Chancellor Olaf Scholz this morning halted Germany’s licencing of the completed Nord Stream 2 gas pipeline in reaction to Russia’s recognition of two rebel provinces in eastern Ukraine.

Oil prices had already surged today on news of Vladimir Putin’s recognition last night of Donetsk and Lughansk, breakaway puppet states on sovereign Ukrainian territory.
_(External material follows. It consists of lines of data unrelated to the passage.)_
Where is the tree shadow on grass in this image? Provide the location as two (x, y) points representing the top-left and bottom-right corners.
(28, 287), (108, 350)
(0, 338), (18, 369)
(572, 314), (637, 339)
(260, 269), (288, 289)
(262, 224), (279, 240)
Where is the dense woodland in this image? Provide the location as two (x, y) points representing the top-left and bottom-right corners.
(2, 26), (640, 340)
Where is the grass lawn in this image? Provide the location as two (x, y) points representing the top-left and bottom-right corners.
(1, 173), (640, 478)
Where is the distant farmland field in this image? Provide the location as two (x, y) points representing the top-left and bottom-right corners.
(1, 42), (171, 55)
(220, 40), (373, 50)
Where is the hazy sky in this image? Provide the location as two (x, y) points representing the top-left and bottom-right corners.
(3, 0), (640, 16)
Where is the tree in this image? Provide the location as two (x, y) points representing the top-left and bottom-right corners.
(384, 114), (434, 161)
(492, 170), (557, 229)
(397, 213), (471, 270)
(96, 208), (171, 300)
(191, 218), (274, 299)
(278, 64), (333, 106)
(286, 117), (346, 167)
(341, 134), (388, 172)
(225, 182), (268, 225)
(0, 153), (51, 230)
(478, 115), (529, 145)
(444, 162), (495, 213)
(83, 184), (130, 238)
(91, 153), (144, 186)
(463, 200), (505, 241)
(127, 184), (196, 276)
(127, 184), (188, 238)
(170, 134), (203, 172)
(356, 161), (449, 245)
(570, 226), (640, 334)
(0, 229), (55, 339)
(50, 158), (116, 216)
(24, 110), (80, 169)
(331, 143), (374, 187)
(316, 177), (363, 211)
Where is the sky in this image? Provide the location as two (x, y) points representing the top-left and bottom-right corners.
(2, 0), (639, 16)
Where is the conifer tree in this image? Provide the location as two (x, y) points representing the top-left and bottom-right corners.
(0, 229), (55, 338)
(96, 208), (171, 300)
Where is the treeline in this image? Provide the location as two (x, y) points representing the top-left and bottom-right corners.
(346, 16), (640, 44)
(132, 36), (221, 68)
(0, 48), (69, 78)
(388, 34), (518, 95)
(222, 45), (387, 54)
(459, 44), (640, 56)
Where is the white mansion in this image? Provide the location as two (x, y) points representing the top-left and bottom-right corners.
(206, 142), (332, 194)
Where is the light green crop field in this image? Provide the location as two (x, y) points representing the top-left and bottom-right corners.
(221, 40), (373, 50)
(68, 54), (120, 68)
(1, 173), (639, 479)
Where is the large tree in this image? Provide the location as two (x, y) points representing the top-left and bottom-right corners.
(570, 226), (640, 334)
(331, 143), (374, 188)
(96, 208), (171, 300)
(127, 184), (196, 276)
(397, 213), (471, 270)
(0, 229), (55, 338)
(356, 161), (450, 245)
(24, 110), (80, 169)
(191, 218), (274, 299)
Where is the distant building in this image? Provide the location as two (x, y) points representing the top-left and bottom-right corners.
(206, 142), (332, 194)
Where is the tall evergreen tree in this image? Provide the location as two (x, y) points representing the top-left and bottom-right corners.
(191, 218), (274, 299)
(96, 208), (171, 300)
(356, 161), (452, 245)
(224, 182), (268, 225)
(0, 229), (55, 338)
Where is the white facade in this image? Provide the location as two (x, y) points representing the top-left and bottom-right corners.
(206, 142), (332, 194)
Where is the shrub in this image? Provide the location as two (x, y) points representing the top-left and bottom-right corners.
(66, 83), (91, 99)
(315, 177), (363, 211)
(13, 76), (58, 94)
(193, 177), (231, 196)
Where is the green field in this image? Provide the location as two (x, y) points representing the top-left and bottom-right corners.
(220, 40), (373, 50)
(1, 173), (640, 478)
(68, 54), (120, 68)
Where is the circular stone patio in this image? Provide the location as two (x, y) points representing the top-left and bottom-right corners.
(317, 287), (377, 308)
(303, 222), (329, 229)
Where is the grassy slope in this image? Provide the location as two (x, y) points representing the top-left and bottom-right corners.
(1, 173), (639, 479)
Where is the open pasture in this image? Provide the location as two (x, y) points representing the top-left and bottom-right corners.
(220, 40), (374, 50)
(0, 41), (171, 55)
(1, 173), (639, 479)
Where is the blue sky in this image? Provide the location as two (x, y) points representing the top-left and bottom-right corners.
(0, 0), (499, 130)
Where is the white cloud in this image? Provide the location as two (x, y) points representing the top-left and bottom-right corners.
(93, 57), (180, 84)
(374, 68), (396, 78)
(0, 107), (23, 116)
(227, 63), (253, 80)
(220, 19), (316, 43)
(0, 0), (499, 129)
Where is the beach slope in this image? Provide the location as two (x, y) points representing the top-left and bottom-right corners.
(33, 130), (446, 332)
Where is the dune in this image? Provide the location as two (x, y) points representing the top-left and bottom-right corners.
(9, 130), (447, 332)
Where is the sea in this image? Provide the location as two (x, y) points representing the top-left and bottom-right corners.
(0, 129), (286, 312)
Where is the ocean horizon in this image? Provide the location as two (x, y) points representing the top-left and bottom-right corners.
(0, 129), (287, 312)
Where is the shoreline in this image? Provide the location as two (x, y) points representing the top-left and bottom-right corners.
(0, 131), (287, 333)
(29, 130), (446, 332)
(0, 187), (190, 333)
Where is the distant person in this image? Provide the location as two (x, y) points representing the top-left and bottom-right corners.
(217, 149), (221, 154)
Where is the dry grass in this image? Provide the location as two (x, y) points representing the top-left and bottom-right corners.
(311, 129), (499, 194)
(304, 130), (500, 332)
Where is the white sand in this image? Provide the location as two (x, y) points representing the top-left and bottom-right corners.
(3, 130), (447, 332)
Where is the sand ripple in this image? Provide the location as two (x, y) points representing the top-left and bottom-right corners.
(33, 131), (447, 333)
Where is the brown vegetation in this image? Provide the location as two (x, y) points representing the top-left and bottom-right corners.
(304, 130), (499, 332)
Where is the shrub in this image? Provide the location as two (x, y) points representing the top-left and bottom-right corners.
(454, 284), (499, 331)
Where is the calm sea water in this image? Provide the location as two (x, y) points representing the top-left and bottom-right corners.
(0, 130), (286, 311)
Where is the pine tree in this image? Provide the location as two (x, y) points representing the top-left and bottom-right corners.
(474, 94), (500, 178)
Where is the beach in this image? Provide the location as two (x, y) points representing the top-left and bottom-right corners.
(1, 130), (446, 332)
Brent crude reached $98 per barrel in London trades by 11:00, its highest level since 2015.

Avoiding its predecessor’s land-based route into Europe, the £ 8.4 billion Nord Stream 2 runs for 1,200 kilometres under the Baltic, landing at Lubmin near Germany’s border with Poland, where it is planned to connect with EU-wide gas networks.

Russia’s Gazprom holds 50% of Nord Stream 2, with Shell and France’s Engie investing smaller shares.

At a press conference this morning with visiting Irish premier Micheál Martin, Chancellor Scholz announced he had asked Germany’s federal energy regulator the Bundesnetzagentur to halt the process for licencing the project.

“That sounds technical, but it is the necessary administrative step so there can be no certification of the pipeline and without this certification, Nord Stream 2 cannot begin operating,” Scholz said.

“Germany will now begin a new assessment of how it can meet its energy requirements, he said. “The situation has fundamentally changed.”

Further sanctions could follow against Moscow, the chancellor hinted.

“There are also other sanctions that we can introduce if further measures are taken, but for now, it’s a matter of doing something very concrete,” he told journalists.

Mr Scholz said that over the course of the day, the EU would conclude sanctions and that the bloc could be trusted to act quickly.

Since September Germany’s energy regulator had been delaying Nord Stream 2’s certification, objecting to Gazprom’s 50% ownership of both the new pipeline and of the gas it will carry.  An alternative plan to re-register the venture’s ownership in Switzerland last month fell foul of the EU Commission.

Nord Stream 1 began operations in 2011. The Kremlin regards the land-based conduit as vulnerable to increases in transit fees by states it passes through, including Ukraine and Poland.

Ukraine’s president Vlodomir Zelensky last week warned Scholz in Kyiv that the new pipe was Russia’s ‘geopolitical weapon’ against the West.

Meeting Scholz in Washington on 7 February US president Joe Biden that the new project would be closed in the event of Moscow invading Ukraine.  “I promise you we can do it”, he told reporters.

British prime minister Johnson told Parliament later that the UK is imposing economic sanctions on five Russian banks operating in London and on three wealthy individuals.